= Rags2Riches =

Philippines social enterprise

Poverty Incidence Among Families (estimates in %)
| Region/Province | 2003 | 2006 | 2009 |
|---|---|---|---|
| Philippines | 20.0 | 21.1 | 20.9 |
| Region IV-A | 9.2 | 9.4 | 10.3 |
| Batangas | 13.8 | 12.7 | 14.0 |
| Cavite | 4.8 | 4.2 | 4.5 |
| Laguna | 5.2 | 4.5 | 5.9 |
| Quezon | 23.2 | 26.7 | 24.5 |
| Rizal b/ | 2.9 | 2.7 | 6.5 |

Rags2Riches (R2R) is a social enterprise that was established in 2007 and is based in the Philippines. R2R’s contributions to society lie mainly in its endeavours to alleviate poverty in Payatas, Quezon City. Statistics from the National Statistical Coordination Board of the Philippines show that Quezon City has the highest incidence of poverty in the region it lies in and the figures are also much higher than the national average. R2R works with women from these poor communities in Payatas to increase their levels of income and bring them out of poverty.

A potential obstacle in raising income levels to fight poverty is that help is only rendered to a handful of people due to a lack of reach. R2R assisted in the process of pushing the products made by the women into the top-end of the market. The in-demand products allow for an increase in the reach of the project. The Rags2Riches Project is expected to impact 5,000 women in the next 5 years, an increase from a few hundred today. In addition, another project will be focusing on the development and creation of new products that could be made from the rugs that the women produce. This will be done through the establishment of the R2R Innovation and Social Entrepreneurship Centre.

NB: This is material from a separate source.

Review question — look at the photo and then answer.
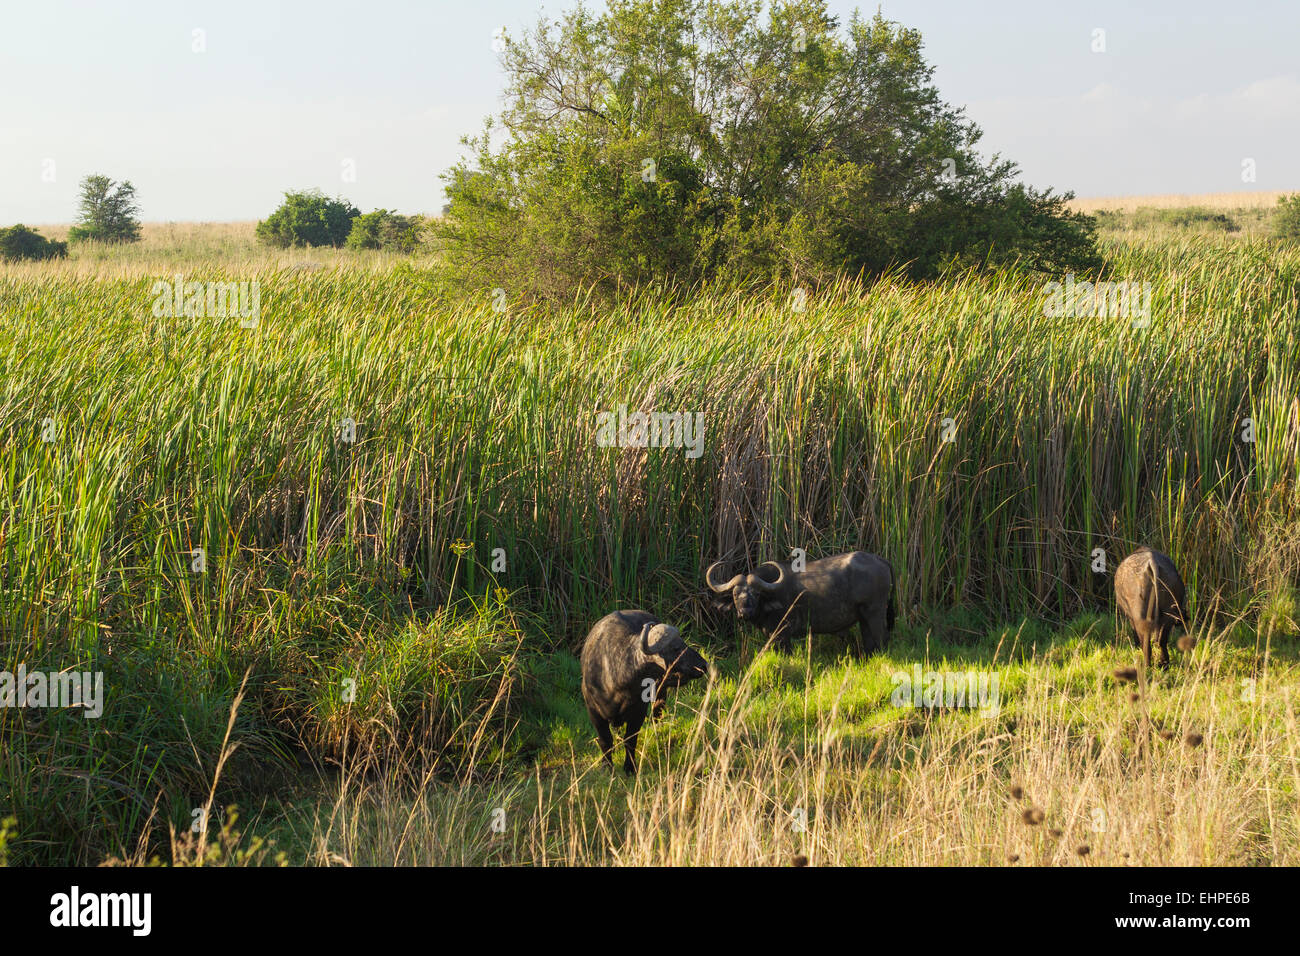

Apart from addressing the issue of income poverty, R2R has embarked on various programs to develop the women as individuals who can function better in society. R2R has a program which imparts business and life skills to the women. This includes areas such as personal finance, health insurance and nutrition. Another project comes in the form of a compulsory savings scheme to be used for social security, education or healthcare in future.